WASHINGTON – The Federal Emergency Management Agency (FEMA) has postponed the roll-out date of Risk Rating 2.0 – its plan to update and extend the National Flood Insurance Program (NFIP). The original effective date of Oct. 1, 2020, has been moved back one year to Oct. 1, 2021.

This federal program, which is crucial to the Florida real estate industry, helps keep insurance affordable. Take a look at why the NFIP is so important.

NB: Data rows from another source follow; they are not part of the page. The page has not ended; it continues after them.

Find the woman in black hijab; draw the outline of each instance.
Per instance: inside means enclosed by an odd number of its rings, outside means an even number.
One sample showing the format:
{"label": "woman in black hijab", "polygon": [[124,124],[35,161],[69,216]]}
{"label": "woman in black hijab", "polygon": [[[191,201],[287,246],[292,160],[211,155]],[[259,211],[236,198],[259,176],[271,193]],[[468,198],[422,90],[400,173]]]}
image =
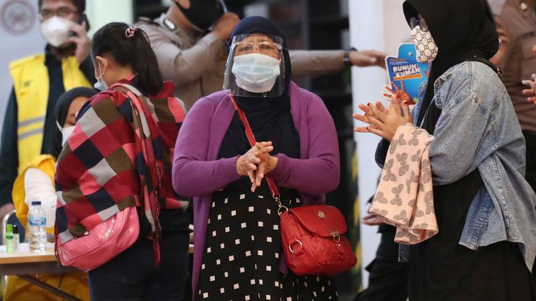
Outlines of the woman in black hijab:
{"label": "woman in black hijab", "polygon": [[193,197],[195,300],[336,300],[329,277],[288,270],[278,204],[262,179],[274,180],[286,206],[324,203],[338,184],[333,120],[319,97],[291,82],[286,43],[271,21],[243,20],[230,42],[228,90],[195,102],[174,156],[174,187]]}
{"label": "woman in black hijab", "polygon": [[95,89],[87,87],[78,87],[70,89],[58,99],[56,104],[57,129],[52,135],[52,144],[50,146],[50,155],[58,158],[65,141],[73,132],[76,123],[76,114],[89,98],[97,94]]}
{"label": "woman in black hijab", "polygon": [[360,106],[365,114],[355,117],[369,125],[356,132],[384,138],[380,161],[408,122],[435,138],[429,157],[439,233],[409,247],[410,300],[535,300],[529,269],[536,196],[523,176],[515,112],[489,61],[498,49],[489,6],[485,0],[406,0],[403,9],[417,59],[433,61],[424,95],[412,118],[395,103],[387,110]]}

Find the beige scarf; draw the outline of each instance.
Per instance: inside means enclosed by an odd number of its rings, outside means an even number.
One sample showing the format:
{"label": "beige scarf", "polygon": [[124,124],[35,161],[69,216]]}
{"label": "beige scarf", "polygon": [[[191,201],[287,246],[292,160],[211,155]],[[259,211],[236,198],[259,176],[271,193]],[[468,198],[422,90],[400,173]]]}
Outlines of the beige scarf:
{"label": "beige scarf", "polygon": [[433,136],[411,123],[394,134],[369,213],[396,226],[394,241],[413,245],[439,232],[429,146]]}

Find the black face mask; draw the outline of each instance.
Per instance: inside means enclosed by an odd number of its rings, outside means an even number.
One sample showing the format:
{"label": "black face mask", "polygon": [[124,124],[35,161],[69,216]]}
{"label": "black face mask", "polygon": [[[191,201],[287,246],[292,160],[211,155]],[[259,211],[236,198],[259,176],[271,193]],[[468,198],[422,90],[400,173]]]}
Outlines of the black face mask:
{"label": "black face mask", "polygon": [[191,0],[190,8],[183,8],[174,2],[192,24],[202,31],[207,31],[223,14],[218,0]]}

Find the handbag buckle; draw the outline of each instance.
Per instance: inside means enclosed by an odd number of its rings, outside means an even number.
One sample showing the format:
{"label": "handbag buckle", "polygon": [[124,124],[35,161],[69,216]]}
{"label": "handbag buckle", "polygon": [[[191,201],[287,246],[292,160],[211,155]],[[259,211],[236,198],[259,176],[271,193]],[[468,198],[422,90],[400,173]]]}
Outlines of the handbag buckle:
{"label": "handbag buckle", "polygon": [[332,230],[332,231],[329,232],[329,234],[332,235],[335,245],[336,247],[341,247],[341,233],[336,230]]}
{"label": "handbag buckle", "polygon": [[277,206],[278,208],[277,208],[277,214],[281,215],[282,215],[285,211],[288,211],[288,208],[283,206],[283,203],[281,203],[281,197],[280,196],[276,196],[272,195],[271,196],[277,202]]}
{"label": "handbag buckle", "polygon": [[[296,242],[299,244],[299,247],[302,247],[304,246],[303,244],[302,244],[302,242],[299,241],[297,238],[296,239]],[[294,251],[292,251],[292,246],[291,245],[288,245],[288,249],[290,250],[290,253],[294,254]]]}

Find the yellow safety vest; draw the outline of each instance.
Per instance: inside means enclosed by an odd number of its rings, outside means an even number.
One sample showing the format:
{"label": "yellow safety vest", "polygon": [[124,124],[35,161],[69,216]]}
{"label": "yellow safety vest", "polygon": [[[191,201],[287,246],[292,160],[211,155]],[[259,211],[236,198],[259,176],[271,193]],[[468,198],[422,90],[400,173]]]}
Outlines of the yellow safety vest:
{"label": "yellow safety vest", "polygon": [[[13,190],[11,196],[16,210],[17,219],[26,228],[28,224],[28,210],[29,208],[24,202],[26,191],[24,191],[24,175],[29,168],[36,168],[44,172],[50,178],[54,186],[54,175],[56,173],[56,159],[50,155],[41,155],[35,158],[22,170],[13,183]],[[39,201],[39,200],[36,200]],[[47,228],[47,232],[54,235],[54,228]]]}
{"label": "yellow safety vest", "polygon": [[[56,171],[56,160],[48,155],[41,155],[34,160],[22,171],[15,180],[13,185],[13,204],[17,210],[17,218],[26,226],[28,221],[28,206],[24,203],[24,173],[29,168],[36,168],[50,177],[54,183],[54,174]],[[47,232],[54,234],[54,229],[47,229]],[[33,275],[42,281],[59,288],[64,292],[74,295],[82,300],[89,300],[89,286],[87,284],[87,275],[83,272],[75,272],[62,275]],[[36,286],[15,276],[8,277],[6,291],[3,293],[5,301],[17,300],[44,300],[62,301],[64,299],[44,289]]]}
{"label": "yellow safety vest", "polygon": [[[24,169],[43,147],[45,118],[48,102],[48,70],[45,65],[45,54],[27,56],[9,64],[18,109],[19,168]],[[65,91],[79,86],[91,86],[80,70],[74,56],[61,60]]]}

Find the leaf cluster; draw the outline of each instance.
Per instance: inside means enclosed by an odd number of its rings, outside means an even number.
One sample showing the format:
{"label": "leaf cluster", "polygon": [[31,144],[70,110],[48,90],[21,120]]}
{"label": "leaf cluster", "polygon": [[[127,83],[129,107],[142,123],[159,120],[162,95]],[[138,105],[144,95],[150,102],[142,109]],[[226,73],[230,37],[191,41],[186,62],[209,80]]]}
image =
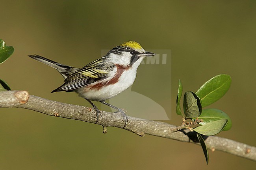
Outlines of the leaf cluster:
{"label": "leaf cluster", "polygon": [[182,97],[183,87],[180,80],[179,80],[176,113],[182,116],[184,128],[188,128],[196,132],[207,164],[209,160],[208,151],[202,135],[213,135],[223,130],[228,130],[231,128],[232,122],[228,115],[221,110],[202,108],[221,98],[228,90],[231,83],[230,75],[219,75],[207,81],[195,93],[193,91],[185,92],[182,112],[180,102]]}

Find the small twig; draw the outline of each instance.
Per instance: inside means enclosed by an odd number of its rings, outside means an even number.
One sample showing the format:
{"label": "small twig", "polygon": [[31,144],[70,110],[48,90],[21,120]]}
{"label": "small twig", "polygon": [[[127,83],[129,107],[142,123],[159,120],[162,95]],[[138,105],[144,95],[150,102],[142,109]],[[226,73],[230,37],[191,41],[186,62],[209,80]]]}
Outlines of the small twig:
{"label": "small twig", "polygon": [[[128,116],[129,121],[125,128],[121,115],[102,112],[102,117],[97,123],[94,109],[85,106],[63,103],[29,95],[26,91],[9,91],[0,92],[0,108],[19,108],[34,110],[43,113],[67,119],[78,120],[102,126],[103,133],[106,127],[113,126],[123,128],[141,136],[153,135],[182,142],[195,143],[188,136],[178,131],[183,128],[164,122],[149,121]],[[217,136],[209,136],[205,140],[211,150],[224,152],[241,157],[256,161],[256,147],[232,140]]]}

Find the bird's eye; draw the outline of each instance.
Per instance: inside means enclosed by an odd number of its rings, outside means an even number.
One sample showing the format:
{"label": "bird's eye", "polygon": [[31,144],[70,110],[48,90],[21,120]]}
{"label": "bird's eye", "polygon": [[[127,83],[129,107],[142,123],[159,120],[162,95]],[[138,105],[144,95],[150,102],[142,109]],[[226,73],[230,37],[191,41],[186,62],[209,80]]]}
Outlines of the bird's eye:
{"label": "bird's eye", "polygon": [[130,53],[132,55],[134,55],[135,54],[135,51],[134,50],[132,50],[130,51]]}

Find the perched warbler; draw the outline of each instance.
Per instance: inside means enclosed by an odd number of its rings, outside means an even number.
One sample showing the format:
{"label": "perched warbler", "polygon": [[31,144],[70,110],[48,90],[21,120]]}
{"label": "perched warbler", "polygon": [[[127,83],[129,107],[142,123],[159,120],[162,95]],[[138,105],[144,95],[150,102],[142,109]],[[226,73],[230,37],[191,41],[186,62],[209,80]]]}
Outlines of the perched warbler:
{"label": "perched warbler", "polygon": [[127,41],[108,53],[105,56],[81,68],[62,64],[38,55],[30,57],[56,69],[65,79],[64,83],[53,90],[75,91],[88,101],[96,112],[96,122],[100,111],[91,101],[98,101],[118,110],[122,116],[124,126],[128,121],[123,109],[105,101],[124,91],[134,83],[137,70],[143,58],[156,55],[145,51],[134,41]]}

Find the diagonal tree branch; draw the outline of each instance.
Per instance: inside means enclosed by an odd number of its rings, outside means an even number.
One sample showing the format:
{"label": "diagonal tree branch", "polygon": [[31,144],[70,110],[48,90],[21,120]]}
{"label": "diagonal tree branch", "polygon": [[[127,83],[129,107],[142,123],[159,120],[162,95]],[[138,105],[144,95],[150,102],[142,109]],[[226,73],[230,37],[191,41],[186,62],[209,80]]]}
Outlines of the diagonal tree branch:
{"label": "diagonal tree branch", "polygon": [[[24,91],[0,92],[0,108],[19,108],[34,110],[54,116],[96,123],[94,109],[85,106],[63,103],[32,95]],[[177,131],[176,126],[153,121],[128,116],[129,122],[124,128],[120,114],[102,111],[102,117],[96,124],[102,125],[103,132],[106,127],[113,126],[123,128],[141,136],[145,134],[174,139],[182,142],[195,143],[189,140],[183,132]],[[256,161],[256,147],[231,139],[214,136],[205,140],[208,148],[224,152],[241,157]]]}

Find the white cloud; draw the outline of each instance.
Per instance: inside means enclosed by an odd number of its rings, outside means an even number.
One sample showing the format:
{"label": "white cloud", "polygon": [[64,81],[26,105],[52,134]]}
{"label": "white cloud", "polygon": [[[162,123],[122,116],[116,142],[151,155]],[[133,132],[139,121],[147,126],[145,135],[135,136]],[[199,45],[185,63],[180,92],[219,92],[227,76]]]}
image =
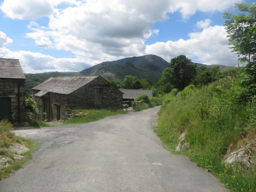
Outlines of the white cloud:
{"label": "white cloud", "polygon": [[190,39],[175,41],[157,42],[147,46],[147,54],[153,54],[169,61],[181,55],[197,57],[207,65],[235,65],[237,56],[228,48],[227,33],[222,26],[205,28],[202,32],[189,34]]}
{"label": "white cloud", "polygon": [[0,47],[12,43],[12,40],[11,39],[8,37],[6,34],[3,32],[0,31]]}
{"label": "white cloud", "polygon": [[197,11],[203,12],[223,11],[242,0],[171,0],[170,11],[174,12],[179,10],[184,19],[187,19]]}
{"label": "white cloud", "polygon": [[[183,54],[189,58],[197,57],[205,63],[220,64],[217,63],[221,60],[225,64],[225,61],[233,60],[233,57],[236,60],[237,57],[228,48],[223,27],[209,27],[209,19],[197,22],[197,27],[203,31],[190,33],[188,40],[149,45],[144,42],[160,34],[153,28],[154,24],[168,19],[169,12],[179,11],[187,19],[197,11],[222,11],[241,1],[159,0],[149,3],[145,0],[4,0],[0,8],[8,17],[33,21],[28,26],[30,32],[25,37],[33,39],[40,48],[69,51],[76,58],[57,59],[38,53],[12,52],[3,47],[12,40],[1,32],[0,56],[20,59],[25,72],[79,71],[104,61],[146,54],[155,54],[167,61]],[[45,16],[49,19],[47,26],[36,22]]]}
{"label": "white cloud", "polygon": [[41,37],[40,39],[37,39],[35,41],[35,44],[38,47],[46,48],[50,48],[53,47],[52,42],[48,37]]}
{"label": "white cloud", "polygon": [[54,12],[51,4],[45,0],[5,0],[0,8],[12,19],[34,20]]}
{"label": "white cloud", "polygon": [[196,27],[199,28],[205,29],[210,26],[212,23],[210,19],[205,19],[196,22]]}

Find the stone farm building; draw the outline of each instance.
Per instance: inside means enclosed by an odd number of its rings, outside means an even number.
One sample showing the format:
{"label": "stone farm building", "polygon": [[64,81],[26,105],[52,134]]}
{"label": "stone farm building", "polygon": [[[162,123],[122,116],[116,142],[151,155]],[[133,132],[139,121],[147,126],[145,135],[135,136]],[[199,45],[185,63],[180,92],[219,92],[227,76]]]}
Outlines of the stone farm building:
{"label": "stone farm building", "polygon": [[153,97],[152,90],[119,89],[124,93],[123,96],[124,101],[134,100],[134,99],[142,94],[145,94],[149,97]]}
{"label": "stone farm building", "polygon": [[67,120],[77,109],[122,107],[122,92],[99,75],[51,77],[32,89],[46,121]]}
{"label": "stone farm building", "polygon": [[19,59],[0,58],[0,120],[25,122],[25,80]]}

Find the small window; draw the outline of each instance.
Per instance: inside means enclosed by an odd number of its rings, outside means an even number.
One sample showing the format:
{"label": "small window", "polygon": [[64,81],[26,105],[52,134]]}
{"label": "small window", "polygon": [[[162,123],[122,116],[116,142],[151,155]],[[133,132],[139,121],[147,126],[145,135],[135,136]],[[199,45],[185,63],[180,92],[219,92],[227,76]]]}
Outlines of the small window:
{"label": "small window", "polygon": [[97,88],[94,91],[94,103],[101,104],[102,101],[102,89]]}

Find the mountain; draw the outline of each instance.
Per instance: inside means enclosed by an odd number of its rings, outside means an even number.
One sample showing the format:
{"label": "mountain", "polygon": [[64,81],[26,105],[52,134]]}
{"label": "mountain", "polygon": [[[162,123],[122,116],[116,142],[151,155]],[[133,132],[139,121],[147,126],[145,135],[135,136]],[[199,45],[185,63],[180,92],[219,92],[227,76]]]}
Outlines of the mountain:
{"label": "mountain", "polygon": [[201,63],[194,63],[196,64],[196,66],[197,67],[199,67],[201,66],[204,66],[206,67],[207,67],[211,68],[212,67],[213,67],[219,66],[219,69],[220,71],[235,68],[235,67],[234,67],[226,66],[225,65],[208,65],[204,64],[202,64]]}
{"label": "mountain", "polygon": [[107,80],[121,82],[127,75],[145,79],[155,84],[159,80],[169,63],[156,55],[148,55],[106,61],[83,70],[84,75],[99,75]]}

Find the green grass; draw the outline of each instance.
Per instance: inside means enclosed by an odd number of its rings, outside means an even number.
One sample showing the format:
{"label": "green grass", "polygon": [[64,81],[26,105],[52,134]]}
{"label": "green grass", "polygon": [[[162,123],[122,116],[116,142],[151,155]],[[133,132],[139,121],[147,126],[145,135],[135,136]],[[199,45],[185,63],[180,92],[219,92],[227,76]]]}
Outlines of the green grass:
{"label": "green grass", "polygon": [[[21,155],[25,157],[23,159],[21,160],[15,160],[9,163],[11,164],[11,166],[0,170],[0,180],[8,177],[13,170],[21,168],[25,163],[32,159],[32,153],[35,151],[36,147],[40,144],[40,143],[32,142],[28,139],[25,140],[25,142],[26,144],[25,147],[29,149],[29,151],[21,154]],[[9,155],[8,156],[11,159],[13,158],[13,156],[12,158],[11,157],[10,157]]]}
{"label": "green grass", "polygon": [[29,125],[35,127],[51,127],[45,121],[37,121],[37,120],[31,120],[29,121]]}
{"label": "green grass", "polygon": [[121,109],[79,109],[75,111],[75,114],[82,113],[76,118],[71,118],[63,121],[65,124],[85,123],[97,121],[105,117],[126,113]]}
{"label": "green grass", "polygon": [[[12,129],[12,124],[7,120],[0,121],[0,155],[8,157],[13,160],[7,161],[11,165],[10,166],[0,170],[0,180],[7,177],[13,170],[20,168],[23,164],[31,159],[32,153],[39,144],[32,142],[21,137],[16,136],[13,133],[11,132]],[[21,154],[25,156],[21,160],[14,160],[14,156],[7,149],[7,148],[15,142],[25,144],[25,147],[30,149]]]}
{"label": "green grass", "polygon": [[180,135],[185,132],[183,142],[189,145],[181,153],[211,172],[232,191],[252,192],[256,191],[256,165],[249,169],[233,165],[237,167],[234,172],[233,167],[223,163],[228,149],[235,149],[239,141],[255,132],[256,108],[254,103],[240,101],[241,91],[235,79],[186,91],[184,95],[175,97],[162,108],[155,131],[175,153]]}

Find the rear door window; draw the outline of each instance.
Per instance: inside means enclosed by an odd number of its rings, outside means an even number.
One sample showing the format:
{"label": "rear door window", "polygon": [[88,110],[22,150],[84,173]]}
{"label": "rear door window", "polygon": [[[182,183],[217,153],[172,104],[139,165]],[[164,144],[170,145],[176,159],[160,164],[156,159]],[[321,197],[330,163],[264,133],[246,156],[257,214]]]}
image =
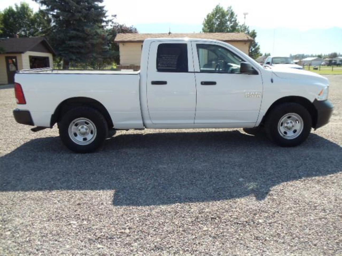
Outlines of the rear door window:
{"label": "rear door window", "polygon": [[160,44],[157,52],[158,72],[187,72],[187,46],[185,44]]}

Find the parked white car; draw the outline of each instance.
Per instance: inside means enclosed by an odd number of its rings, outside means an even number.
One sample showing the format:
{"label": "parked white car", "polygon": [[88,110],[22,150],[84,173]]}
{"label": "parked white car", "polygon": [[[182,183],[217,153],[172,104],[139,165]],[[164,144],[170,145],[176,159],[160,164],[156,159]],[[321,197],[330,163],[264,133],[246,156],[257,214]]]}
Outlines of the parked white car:
{"label": "parked white car", "polygon": [[295,64],[291,58],[289,57],[268,57],[265,61],[265,64],[271,66],[277,66],[284,68],[290,68],[297,69],[303,69],[303,67]]}
{"label": "parked white car", "polygon": [[149,39],[137,72],[22,70],[15,75],[21,124],[57,123],[64,144],[87,153],[117,130],[264,127],[282,146],[303,142],[327,123],[328,79],[263,67],[212,40]]}

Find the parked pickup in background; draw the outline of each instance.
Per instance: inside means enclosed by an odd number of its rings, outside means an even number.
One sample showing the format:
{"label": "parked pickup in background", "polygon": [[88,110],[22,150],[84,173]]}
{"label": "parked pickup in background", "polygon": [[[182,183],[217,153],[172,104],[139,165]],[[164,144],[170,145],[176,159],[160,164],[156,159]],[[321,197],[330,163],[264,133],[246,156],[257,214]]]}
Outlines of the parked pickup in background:
{"label": "parked pickup in background", "polygon": [[15,75],[18,123],[57,123],[65,145],[94,151],[117,130],[264,127],[281,146],[298,145],[333,110],[328,79],[263,67],[212,40],[145,40],[137,72],[22,70]]}
{"label": "parked pickup in background", "polygon": [[277,66],[283,68],[290,68],[297,69],[303,69],[303,67],[295,64],[289,57],[274,57],[269,56],[267,57],[265,61],[266,65],[270,65],[272,66]]}

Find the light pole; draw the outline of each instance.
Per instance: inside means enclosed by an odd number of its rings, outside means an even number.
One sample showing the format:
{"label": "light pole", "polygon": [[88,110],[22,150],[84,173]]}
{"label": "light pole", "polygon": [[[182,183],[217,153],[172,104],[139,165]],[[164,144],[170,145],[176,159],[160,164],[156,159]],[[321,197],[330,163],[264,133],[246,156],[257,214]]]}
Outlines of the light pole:
{"label": "light pole", "polygon": [[244,26],[246,25],[246,15],[248,14],[248,12],[244,13]]}

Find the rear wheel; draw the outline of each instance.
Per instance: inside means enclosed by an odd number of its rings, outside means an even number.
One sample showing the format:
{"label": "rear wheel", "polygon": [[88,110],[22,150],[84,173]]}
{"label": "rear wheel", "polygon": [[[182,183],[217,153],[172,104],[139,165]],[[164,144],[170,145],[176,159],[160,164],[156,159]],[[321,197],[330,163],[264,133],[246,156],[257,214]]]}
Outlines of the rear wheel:
{"label": "rear wheel", "polygon": [[108,136],[108,125],[103,116],[89,107],[71,109],[58,124],[62,141],[69,149],[78,153],[95,151]]}
{"label": "rear wheel", "polygon": [[265,128],[267,137],[283,147],[297,146],[309,136],[312,127],[311,116],[298,103],[283,103],[271,110]]}

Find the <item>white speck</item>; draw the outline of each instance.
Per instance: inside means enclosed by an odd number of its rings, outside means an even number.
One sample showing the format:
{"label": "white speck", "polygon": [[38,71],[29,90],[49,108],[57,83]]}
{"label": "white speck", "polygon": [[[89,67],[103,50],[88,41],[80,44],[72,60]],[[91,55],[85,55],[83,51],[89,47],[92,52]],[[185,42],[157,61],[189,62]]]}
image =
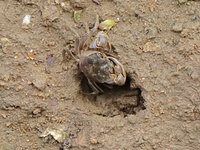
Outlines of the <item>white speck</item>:
{"label": "white speck", "polygon": [[22,21],[22,24],[28,25],[31,22],[31,15],[26,15]]}

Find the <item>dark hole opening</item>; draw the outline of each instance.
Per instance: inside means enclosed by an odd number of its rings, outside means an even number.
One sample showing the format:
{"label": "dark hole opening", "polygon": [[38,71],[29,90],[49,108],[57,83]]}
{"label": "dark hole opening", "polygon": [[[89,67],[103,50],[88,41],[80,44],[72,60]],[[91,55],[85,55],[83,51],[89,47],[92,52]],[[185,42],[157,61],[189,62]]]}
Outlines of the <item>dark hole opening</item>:
{"label": "dark hole opening", "polygon": [[[101,99],[105,100],[104,103],[107,104],[107,107],[114,107],[119,113],[127,116],[127,114],[136,114],[136,112],[146,109],[144,106],[145,100],[142,97],[142,90],[139,87],[131,89],[131,82],[132,79],[127,76],[126,83],[123,86],[112,85],[112,88],[108,88],[111,85],[98,84],[104,92],[98,95],[89,95],[88,93],[91,93],[92,89],[88,84],[87,78],[82,74],[81,91],[87,93],[85,95],[93,102],[97,102],[98,97],[101,97]],[[107,116],[105,114],[101,115]]]}

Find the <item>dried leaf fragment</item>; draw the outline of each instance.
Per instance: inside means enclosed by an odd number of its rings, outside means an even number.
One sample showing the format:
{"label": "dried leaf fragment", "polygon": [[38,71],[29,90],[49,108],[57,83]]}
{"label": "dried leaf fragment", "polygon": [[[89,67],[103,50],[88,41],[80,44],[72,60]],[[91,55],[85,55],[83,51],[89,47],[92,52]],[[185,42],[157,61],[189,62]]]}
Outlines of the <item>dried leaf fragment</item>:
{"label": "dried leaf fragment", "polygon": [[99,24],[99,29],[101,30],[110,30],[115,24],[114,20],[105,20]]}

“Some additional time is required to conduct a comprehensive analysis of the proposed rating structure, so as to protect policyholders and minimize any unintentional negative effects of the transition,” FEMA said in a prepared statement. The extension will also allow “all National Flood Insurance Program (NFIP) policies – including, single-family homes, multi-unit and commercial properties – to change over to the new rating system at one time instead of a phased approach.”

Risk Rating 2.0

Although the Risk Rating 2.0 program is still being developed, it’s expected to change the way NFIP calculates flood-insurance rates. As a result, it could save some homeowners money and raise the coverage cost for others.

Rather than levy premiums based on the dollar amount of insurance a homeowner wants, NFIP could operate more like traditional property insurance by weighing a roster of risk variables. Currently, rates are generally based on the amount of coverage a homeowner wants and the risk of flood their home faces – largely whether the home is inside or outside a FEMA-designated flood zone.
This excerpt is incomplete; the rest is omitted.